First quarter rates decreased by an average of 3.7 percent. Large accounts decreased at -4.6 percent, followed by medium-sized accounts at -4.4 percent and small accounts at -2.1 percent.
“Carriers were working hard not to lose their renewals. [They were] trying to put accounts to bed early if they could before they hit the market,” a surveyed West Coast broker said.
The decline in rates was consistent across most lines, with the exception of commercial auto, which increased 3.6 percent in the first quarter and has been increasing steadily since the third quarter of 2011.
“Auto was the only line pushing (and obtaining) rate increases. But there are still some competitive carriers who were writing auto because they were confident in their pricing,” a Florida broker said. Another Southeast broker said that auto is getting difficult to place with loss activity.
Directors & Officers Liability and Employment Practices Liability lines also saw a very slight uptick in rates of 0.2 percent and 0.7 percent respectively.
“While rates have been down, our members have told us that the market has increased capacity across the board and for coastal property coverage, particularly in the Southeast region,” said Crerar. “We have been fortunate to have quiet hurricane seasons the last few years but there is a lot of concern that these new markets will retreat after the first major loss event.”
While the increased capacity has kept rates low, buyers have shown interest in purchasing additional coverages such as cyber, according to the survey.
Looking ahead, some see the price decreases coming to an end soon.
A spring report from Willis Towers Watson said that the pricing declines are beginning to slow down, raising the likelihood that companies will experience some price increases in various commercial lines of insurance in the coming year.
“At the macro-level, the market remains stable and pricing is still considered soft, but we may be starting to see the bottom end of that softening,” said Matt Keeping, head of broking for North America, Willis Towers Watson.

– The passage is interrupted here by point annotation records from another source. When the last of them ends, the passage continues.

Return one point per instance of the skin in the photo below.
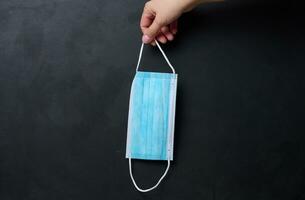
(159, 18)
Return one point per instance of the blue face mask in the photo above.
(151, 119)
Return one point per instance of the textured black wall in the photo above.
(65, 74)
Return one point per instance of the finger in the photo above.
(152, 31)
(161, 38)
(165, 30)
(174, 27)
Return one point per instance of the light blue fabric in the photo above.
(151, 116)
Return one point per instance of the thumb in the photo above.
(152, 31)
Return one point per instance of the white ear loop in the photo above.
(155, 186)
(140, 56)
(168, 161)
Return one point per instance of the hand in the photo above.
(159, 18)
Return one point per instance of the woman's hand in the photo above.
(159, 18)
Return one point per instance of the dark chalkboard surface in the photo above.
(65, 73)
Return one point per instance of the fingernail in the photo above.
(145, 39)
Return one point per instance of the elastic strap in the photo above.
(156, 185)
(140, 56)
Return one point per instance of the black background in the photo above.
(65, 73)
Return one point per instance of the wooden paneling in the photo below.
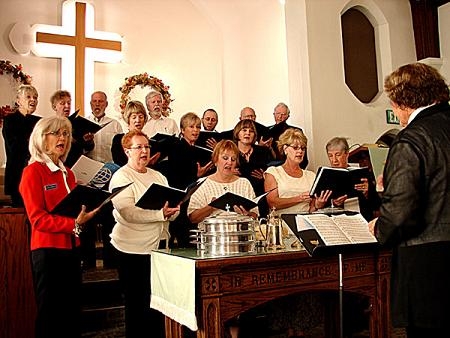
(18, 307)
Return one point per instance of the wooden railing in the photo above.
(18, 307)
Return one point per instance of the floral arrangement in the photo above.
(144, 80)
(6, 67)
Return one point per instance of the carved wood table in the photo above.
(228, 286)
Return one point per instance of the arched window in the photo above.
(360, 59)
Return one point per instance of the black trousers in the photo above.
(421, 332)
(140, 319)
(57, 287)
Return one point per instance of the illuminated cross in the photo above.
(77, 32)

CIAB survey respondents were asked to name the top developments in the industry that they believe have and will impact their business. They cited the following:
- The economy
- The price of oil
- Carrier and broker consolidation
- Cyber—risks and educating producers and clients
- Recruiting and retaining talent
“The continued impact of crude oil prices and the trajectory of the global economy weighed on our members’ sentiment at the start of 2016,” said Crerar. “Elevated economic volatility is likely to continue but our members are positive about the opportunities that lay before them to make up for the effects of the oil downturn felt most intensely by brokers in the last quarter of 2015.”